Weight Survey Shows Parental Knowledge Gap
We reported last week on how few pet owners realize their companions are overweight. More shocking? That phenomenon holds true for parents and their children, too.
The Harvard School of Public Health, National Public Radio, and the Robert Wood Johnson Foundation released yesterday the results of a 2012 survey asking parents if their children were overweight or in danger of growing up to be overweight. Only 15 percent of respondents classified their children as currently overweight, and a slightly higher 20 percent expressed concern that they would grow up to be overweight. The catch: Previous studies have determined that around one-third of kids in this country are overweight and 69 percent of adults are overweight, meaning there’s a disconnect between how parents see their children and the actuality of the situation.
An L.A. Times report quotes Gillian SteelFisher, a researcher from Harvard School of Public Health. “People often have a hard time making the connection between national problems and their own families,” she says in the report.
The survey—which focused on how behaviors between 3 p.m. and bedtime (“crunch time”) impact kids’ weights—did show, however, that parents and caregivers are cognizant of the need to be healthy and manage weight. All but 5 percent of respondents agreed that it’s important for children to exercise and eat well to keep weight down. So why are so many children overweight? The survey’s results say it could be yet another pitfall of our hyper-busy culture, since crunch time is often when parents are busiest, making it difficult to prepare healthful family meals and make sure kids are exercising. The L.A. Times report says:
But since “crunch time” tends to be a busy time, filled with extracurricular activities and homework and preparation for the next day at school, it isn’t always easy to make sure kids eat well and engage in health-promoting activities.

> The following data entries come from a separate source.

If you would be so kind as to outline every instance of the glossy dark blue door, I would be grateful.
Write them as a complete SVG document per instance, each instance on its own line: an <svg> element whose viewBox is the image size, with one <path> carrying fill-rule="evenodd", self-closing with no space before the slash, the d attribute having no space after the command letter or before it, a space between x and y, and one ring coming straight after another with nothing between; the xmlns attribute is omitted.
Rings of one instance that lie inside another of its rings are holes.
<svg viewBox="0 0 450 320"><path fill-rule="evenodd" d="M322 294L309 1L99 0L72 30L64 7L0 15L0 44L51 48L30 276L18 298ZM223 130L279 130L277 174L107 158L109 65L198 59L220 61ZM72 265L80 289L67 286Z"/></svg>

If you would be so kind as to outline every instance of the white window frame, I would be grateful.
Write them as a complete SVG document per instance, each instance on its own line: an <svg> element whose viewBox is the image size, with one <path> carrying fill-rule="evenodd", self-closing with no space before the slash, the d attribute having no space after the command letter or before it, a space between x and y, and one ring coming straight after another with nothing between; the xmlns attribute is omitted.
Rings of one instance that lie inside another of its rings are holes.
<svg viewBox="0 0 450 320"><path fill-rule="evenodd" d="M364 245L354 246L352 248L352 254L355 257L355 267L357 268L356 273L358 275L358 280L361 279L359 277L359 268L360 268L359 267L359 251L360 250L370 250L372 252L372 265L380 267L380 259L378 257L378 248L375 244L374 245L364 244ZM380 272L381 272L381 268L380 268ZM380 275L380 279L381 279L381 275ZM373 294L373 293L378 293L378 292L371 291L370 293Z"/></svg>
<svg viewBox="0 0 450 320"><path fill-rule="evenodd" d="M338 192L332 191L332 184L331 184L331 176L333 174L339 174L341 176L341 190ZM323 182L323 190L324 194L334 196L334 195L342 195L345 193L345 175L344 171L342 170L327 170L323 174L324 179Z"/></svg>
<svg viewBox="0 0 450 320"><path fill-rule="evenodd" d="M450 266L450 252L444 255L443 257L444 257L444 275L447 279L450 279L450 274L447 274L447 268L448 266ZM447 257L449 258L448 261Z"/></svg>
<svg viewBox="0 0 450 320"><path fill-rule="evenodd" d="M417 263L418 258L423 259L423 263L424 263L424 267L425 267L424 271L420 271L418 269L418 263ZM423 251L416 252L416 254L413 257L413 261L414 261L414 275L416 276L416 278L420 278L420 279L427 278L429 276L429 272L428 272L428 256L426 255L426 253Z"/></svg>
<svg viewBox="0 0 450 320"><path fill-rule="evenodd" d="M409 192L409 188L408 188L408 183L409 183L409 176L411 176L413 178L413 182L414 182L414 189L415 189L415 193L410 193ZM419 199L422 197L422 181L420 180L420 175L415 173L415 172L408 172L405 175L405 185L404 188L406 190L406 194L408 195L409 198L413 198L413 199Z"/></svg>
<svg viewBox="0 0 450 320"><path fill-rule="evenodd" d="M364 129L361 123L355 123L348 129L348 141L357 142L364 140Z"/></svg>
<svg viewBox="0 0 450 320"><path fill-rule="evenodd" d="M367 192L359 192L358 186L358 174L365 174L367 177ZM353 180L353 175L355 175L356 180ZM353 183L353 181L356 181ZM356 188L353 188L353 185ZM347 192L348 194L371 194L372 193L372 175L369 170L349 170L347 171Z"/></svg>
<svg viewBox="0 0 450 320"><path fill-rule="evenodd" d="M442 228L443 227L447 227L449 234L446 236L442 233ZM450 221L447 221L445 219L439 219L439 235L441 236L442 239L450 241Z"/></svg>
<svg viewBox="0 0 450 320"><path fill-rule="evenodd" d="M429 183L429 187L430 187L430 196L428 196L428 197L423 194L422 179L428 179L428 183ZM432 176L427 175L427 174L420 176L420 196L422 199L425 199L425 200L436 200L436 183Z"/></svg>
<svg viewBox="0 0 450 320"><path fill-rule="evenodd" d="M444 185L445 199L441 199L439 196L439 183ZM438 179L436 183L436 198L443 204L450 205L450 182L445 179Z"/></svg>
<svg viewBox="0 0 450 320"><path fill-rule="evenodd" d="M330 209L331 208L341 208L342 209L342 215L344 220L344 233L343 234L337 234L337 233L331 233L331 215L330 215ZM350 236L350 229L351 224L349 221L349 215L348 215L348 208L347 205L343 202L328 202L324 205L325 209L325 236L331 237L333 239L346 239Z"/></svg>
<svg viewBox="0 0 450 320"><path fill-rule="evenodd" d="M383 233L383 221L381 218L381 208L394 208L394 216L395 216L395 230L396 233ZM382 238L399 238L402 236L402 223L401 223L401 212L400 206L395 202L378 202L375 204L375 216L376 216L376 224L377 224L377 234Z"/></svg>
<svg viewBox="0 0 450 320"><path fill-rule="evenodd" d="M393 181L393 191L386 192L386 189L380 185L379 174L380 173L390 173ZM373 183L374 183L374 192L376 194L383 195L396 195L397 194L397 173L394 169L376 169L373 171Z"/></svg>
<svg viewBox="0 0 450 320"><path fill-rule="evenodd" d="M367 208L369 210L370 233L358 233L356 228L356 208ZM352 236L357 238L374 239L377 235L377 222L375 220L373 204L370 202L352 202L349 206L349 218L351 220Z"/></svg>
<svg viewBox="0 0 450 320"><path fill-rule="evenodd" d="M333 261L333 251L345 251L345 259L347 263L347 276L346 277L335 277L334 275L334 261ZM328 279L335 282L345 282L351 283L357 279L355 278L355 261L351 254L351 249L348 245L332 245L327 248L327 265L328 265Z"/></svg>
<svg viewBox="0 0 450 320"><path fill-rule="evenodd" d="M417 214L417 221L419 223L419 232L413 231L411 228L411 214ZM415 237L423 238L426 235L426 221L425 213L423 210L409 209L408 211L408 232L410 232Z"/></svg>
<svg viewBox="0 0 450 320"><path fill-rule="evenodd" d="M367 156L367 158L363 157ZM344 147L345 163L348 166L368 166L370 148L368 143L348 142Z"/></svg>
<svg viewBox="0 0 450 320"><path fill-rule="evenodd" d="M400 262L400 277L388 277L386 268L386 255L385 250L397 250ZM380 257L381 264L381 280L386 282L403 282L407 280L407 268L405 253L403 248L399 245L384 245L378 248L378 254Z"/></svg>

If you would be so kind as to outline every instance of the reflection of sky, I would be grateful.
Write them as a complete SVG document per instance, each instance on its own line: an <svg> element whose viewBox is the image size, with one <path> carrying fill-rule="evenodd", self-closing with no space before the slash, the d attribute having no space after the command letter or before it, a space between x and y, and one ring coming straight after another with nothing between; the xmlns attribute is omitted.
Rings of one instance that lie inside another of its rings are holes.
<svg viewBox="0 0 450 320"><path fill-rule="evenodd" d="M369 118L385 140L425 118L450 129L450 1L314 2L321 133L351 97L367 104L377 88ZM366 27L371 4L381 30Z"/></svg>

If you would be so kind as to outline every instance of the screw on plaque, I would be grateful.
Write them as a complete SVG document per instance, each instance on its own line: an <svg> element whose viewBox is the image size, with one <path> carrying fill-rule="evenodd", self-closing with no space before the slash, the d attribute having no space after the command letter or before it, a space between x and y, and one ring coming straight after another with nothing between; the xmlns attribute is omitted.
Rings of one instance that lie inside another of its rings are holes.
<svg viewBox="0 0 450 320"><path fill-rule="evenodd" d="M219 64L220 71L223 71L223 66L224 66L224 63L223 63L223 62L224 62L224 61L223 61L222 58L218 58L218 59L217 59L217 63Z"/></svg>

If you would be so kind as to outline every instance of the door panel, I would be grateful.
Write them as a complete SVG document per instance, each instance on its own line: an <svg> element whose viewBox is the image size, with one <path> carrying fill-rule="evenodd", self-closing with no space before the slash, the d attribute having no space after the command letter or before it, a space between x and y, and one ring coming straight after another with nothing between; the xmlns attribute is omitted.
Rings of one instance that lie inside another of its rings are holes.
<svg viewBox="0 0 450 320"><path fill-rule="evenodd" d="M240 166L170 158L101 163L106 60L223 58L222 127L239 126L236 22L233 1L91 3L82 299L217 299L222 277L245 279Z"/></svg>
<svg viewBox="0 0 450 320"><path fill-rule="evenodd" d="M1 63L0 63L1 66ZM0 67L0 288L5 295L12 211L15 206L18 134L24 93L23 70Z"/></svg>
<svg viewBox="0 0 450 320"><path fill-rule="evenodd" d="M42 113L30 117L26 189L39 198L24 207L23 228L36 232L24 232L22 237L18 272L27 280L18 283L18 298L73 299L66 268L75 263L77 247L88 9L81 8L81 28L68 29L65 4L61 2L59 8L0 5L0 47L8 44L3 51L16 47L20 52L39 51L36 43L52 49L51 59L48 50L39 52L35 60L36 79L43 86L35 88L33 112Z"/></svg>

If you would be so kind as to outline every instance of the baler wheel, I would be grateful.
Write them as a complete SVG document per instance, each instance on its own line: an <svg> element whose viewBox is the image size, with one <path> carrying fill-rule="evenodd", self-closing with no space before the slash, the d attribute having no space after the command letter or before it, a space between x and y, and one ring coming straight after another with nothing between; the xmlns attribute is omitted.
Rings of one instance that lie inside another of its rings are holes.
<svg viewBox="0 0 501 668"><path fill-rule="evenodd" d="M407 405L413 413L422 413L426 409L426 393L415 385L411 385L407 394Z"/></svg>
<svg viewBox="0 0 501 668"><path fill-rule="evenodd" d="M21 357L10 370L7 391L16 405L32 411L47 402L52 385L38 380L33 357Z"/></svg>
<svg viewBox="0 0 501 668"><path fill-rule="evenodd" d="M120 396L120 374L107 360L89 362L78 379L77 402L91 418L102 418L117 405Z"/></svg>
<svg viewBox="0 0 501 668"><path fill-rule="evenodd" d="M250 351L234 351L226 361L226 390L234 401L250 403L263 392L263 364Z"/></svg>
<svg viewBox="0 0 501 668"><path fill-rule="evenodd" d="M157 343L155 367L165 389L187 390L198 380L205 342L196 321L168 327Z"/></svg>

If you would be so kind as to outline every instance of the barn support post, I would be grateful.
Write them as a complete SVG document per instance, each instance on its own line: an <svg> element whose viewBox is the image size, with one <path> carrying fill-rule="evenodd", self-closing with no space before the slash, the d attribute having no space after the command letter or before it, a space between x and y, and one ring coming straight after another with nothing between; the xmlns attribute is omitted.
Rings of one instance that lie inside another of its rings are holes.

So parents, take note. This study shows that caregivers need to stop turning a blind eye to “pleasantly plump” kids or adolescents who still have “baby fat” and find the time to make health a priority. Awareness of the obesity epidemic is at an all-time high in this country, as demonstrated by the overwhelming majority of parents who answered that keeping weight down is important, so what we need now is action, not excuses.